ECLI:NL:OGEAC:2017:135

Gerecht in eerste aanleg van Curaçao

Datum uitspraak
15 september 2017
Publicatiedatum
4 oktober 2017
Zaaknummer
KG 2017 / 82908, 82909, 83009, 88027, 83004, 83005, 83007, 83008, 83028
Instantie
Gerecht in eerste aanleg van Curaçao
Type
Uitspraak
Rechtsgebied
Civiel recht
Procedures
  • Kort geding
Rechters
Vindplaatsen
  • Rechtspraak.nl
AI samenvatting door LexboostAutomatisch gegenereerd

Huurgeschillen en schadevergoeding in verband met de bouw van een nieuw ziekenhuis in Otrobanda

In deze zaak, die zich afspeelt in het Gerecht in eerste aanleg van Curaçao, betreft het een kort geding dat is aangespannen door de Stichting voor Beheer Winkelcentrum Colon tegen verschillende huurders van het winkelcentrum. De aanleiding voor het kort geding zijn de werkzaamheden voor de bouw van een nieuw ziekenhuis in Otrobanda, die hebben geleid tot schade en verminderd huurgenot voor de huurders. De Stichting vordert een huurprijsvermindering en betaling van achterstallige huurpenningen. De huurders hebben verweer gevoerd tegen de vorderingen van de Stichting, waarbij zij onder andere de hoogte van de huurprijs betwisten.

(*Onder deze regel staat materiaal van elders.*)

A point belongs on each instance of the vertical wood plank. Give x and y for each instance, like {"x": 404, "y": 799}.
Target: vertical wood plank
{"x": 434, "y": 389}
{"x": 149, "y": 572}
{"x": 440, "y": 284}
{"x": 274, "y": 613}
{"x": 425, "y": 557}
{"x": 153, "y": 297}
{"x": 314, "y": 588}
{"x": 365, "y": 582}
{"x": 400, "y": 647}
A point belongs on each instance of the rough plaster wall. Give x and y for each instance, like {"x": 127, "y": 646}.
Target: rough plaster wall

Het Gerecht heeft in zijn vonnis geoordeeld dat de Stichting bevoegd is om het Land te vertegenwoordigen in deze zaken. Het Gerecht heeft vastgesteld dat de huurders recht hebben op een huurprijsvermindering van 50% over de periode van oktober 2014 tot en met december 2017, als gevolg van de overlast door de bouwactiviteiten. De huurders zijn veroordeeld tot betaling van de achterstallige huur, met de mogelijkheid om de huurprijs te verlagen in de toekomst. Het vonnis bevat ook bepalingen over ontruiming van de winkelruimten indien de huurders niet voldoen aan de betalingsverplichtingen.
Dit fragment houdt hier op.